Apabila Kanekes Dalam dan Kanekes Luar tinggal di wilayah Kanekes, maka
"Kanekes Dangka" tinggal di luar wilayah Kanekes, dan pada saat ini tinggal 2 kampung
yang tersisa, yaitu Padawaras (Cibengkung) dan Sirahdayeuh (Cihandam). Kampung Dangka
tersebut berfungsi sebagai semacam buffer zone atas pengaruh dari luar (Permana, 2001).

1.Pakaian Suku Baduy

Dalam kehidupan keseharian manusia, berpakaian merupakan salah satu alat untuk
melindungi diri dan menunjukan  citra diri terhadap orang lain. Dalam hal ini masyarakat
Baduy yang merupakan suku terasing di Banten sudah memikirkan dalam hal berpakaian
dalam masyarakatnya..Sebelumnya Suku Baduy adalah suku yang menetap di ujung Pulau
Jawa sebelah barat Suku Baduy terdiri dari dua kelompok masyarakat, yaitu Baduy Luar,
yang tinggal luar daerah Baduy Dalam,dan baduy dalam yang menetap di Cibeo, Cikertawana
dan Cikeusik.Dalam pandangannya mereka yakin berasal dari satu keturunan, yang memiliki
satu keyakinan, tingkah laku, cita-cita, termasuk busana yang dikenakannya pun adalah sama.
Kalaupun ada perbedaan dalam berbusana,
perbedaan itu hanya terletak pada bahan dasar,
model dan warnanya saja.Baduy Dalam
merupakan masyarakat yang masih tetap
mempertahankan dengan kuat nilai-nilai
budaya warisan leluhurnya dan tidak
terpengaruh oleh kebudayaan luar.
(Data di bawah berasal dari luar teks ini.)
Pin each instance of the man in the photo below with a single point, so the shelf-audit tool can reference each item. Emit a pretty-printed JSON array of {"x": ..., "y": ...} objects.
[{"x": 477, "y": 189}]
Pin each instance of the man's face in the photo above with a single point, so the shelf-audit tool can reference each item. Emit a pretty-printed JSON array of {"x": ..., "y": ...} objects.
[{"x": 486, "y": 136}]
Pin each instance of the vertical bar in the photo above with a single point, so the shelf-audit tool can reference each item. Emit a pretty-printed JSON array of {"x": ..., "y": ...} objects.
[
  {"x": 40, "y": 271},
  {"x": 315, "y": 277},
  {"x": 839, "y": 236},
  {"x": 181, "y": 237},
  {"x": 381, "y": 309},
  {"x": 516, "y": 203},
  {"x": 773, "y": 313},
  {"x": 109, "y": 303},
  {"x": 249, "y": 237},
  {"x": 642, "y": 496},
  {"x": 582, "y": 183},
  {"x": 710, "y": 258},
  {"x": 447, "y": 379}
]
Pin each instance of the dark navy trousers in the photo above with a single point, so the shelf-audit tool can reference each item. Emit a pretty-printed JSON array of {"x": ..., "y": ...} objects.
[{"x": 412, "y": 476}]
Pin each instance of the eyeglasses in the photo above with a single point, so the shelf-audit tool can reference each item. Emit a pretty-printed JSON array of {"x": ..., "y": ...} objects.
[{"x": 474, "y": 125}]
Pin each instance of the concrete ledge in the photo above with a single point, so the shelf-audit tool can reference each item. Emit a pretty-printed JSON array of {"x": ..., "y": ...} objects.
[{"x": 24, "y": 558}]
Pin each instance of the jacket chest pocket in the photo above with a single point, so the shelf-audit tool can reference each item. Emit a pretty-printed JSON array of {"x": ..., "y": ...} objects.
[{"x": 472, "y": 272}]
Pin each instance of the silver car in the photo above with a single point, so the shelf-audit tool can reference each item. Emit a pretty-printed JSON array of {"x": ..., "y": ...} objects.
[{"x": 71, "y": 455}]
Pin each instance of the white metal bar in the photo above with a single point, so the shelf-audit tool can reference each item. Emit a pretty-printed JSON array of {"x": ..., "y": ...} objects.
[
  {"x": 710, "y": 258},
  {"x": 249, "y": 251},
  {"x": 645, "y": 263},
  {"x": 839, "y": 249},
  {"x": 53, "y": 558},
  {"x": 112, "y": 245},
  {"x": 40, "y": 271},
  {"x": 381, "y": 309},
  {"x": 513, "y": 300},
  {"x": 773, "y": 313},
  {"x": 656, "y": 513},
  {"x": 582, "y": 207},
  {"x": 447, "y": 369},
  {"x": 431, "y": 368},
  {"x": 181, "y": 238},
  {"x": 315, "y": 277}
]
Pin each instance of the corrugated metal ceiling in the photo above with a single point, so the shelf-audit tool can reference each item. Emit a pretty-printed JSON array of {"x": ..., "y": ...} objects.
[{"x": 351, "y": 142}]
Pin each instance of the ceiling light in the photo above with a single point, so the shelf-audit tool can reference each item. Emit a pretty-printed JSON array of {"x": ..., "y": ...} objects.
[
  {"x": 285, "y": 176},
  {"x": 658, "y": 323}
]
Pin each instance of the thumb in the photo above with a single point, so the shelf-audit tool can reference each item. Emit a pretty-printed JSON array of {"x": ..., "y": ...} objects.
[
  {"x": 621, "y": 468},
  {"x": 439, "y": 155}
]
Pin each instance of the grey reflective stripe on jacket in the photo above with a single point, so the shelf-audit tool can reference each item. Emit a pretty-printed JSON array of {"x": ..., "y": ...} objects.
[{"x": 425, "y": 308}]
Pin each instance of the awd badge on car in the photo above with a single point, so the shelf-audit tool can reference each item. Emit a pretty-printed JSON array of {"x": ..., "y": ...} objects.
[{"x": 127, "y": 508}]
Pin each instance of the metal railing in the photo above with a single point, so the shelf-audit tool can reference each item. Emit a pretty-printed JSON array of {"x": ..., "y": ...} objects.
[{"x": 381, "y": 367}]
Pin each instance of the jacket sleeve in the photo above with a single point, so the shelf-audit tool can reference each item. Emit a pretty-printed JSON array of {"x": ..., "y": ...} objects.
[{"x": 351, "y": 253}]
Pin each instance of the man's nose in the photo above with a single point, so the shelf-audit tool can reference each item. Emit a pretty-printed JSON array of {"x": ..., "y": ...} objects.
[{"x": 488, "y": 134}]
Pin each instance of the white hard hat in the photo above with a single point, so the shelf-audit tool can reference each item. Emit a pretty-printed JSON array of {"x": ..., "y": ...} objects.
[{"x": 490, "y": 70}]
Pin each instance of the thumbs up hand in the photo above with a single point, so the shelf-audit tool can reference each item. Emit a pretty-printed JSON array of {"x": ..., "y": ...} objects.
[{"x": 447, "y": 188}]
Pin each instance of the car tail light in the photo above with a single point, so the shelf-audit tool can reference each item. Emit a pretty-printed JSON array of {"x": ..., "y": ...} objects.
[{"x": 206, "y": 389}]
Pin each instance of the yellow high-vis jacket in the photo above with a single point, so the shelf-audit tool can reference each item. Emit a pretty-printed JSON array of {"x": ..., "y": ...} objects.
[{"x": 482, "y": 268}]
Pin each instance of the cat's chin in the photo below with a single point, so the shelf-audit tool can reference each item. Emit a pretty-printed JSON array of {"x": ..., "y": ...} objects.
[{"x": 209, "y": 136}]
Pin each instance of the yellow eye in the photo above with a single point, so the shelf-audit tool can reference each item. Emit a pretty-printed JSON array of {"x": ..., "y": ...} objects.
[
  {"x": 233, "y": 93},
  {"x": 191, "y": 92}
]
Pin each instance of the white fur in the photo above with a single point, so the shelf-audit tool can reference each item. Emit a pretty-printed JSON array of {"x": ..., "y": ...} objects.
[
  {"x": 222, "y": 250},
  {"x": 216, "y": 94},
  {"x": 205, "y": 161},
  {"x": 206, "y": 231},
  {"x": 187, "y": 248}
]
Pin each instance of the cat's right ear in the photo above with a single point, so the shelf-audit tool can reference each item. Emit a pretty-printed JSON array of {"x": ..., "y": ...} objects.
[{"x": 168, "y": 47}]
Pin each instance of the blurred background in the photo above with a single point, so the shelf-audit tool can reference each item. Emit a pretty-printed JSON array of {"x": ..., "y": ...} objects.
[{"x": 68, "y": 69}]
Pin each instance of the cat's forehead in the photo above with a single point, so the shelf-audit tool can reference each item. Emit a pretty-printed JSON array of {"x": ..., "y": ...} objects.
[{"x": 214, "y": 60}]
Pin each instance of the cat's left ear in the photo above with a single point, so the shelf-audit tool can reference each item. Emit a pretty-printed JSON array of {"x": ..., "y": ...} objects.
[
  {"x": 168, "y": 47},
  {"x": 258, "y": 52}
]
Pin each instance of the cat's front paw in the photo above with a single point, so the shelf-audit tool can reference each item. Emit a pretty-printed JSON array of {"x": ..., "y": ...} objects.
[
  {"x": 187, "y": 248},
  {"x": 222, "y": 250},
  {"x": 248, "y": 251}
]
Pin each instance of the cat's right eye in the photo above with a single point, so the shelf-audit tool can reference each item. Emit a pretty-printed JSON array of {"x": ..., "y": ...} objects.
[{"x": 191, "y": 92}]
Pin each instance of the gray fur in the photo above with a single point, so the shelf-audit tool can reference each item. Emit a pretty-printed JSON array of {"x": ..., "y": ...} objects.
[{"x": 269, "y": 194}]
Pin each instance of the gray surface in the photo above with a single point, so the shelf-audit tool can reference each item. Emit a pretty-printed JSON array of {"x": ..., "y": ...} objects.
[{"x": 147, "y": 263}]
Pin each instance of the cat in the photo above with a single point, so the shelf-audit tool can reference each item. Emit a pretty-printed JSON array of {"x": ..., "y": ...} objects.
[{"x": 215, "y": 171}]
Ini berbeda
dengan Baduy Luar yang sudah mulai
mengenal kebudayaan luar. Perbedaan antara
Baduy Dalam dan Baduy Luar seperti itu dapat

13
dilihat dari cara busananya berdasarkan status sosial, tingkat umur maupun fungsinya.
Perbedaan busana hanya didasarkan pada jenis kelamin dan tingkat kepatuhan pada adat saja,
yaitu Baduy Dalam dan Baduy Luar.

Untuk Baduy Dalam, para pria memakai baju lengan panjang yang disebut jamang
sangsang, serba putih polos itu dapat mengandung makna suci bersih karena cara
memakainya hanya disangsangkan atau dilekatkan di badan. Desain baju sangsang hanya
dilubangi/dicoak pada bagian leher sampai bagian dada saja. Potongannya tidak memakai
kerah, tidak pakai kancing dan tidak memakai kantong baju. Warna busana mereka umunnya
adalah serba putih. Pembuatannya hanya menggunakan tangan dan tidak boleh dijahit dengan
mesin. Bahan dasarnya pun harus terbuat dari benang kapas asli yang ditenun.Untuk bagian
bawahnya menggunakan kain serupa sarung warna biru kehitaman, yang hanya dililitkan
pada bagian pinggang. Agar kuat dan tidak melorot, sarung tadi diikat dengan selembar kain.
Untuk kelengkapan pada bagian kepala suku baduy menggunakan ikat kepala berwarna putih.
Ikat kepala ini berfungsi sebagai penutup rambut mereka yang panjang, kemudian dipadukan
dengan selendang atau hasduk Masyarakat Baduy yakin dengan pakaian yang serba putih
polos itu dapat mengandung makna suci bersih.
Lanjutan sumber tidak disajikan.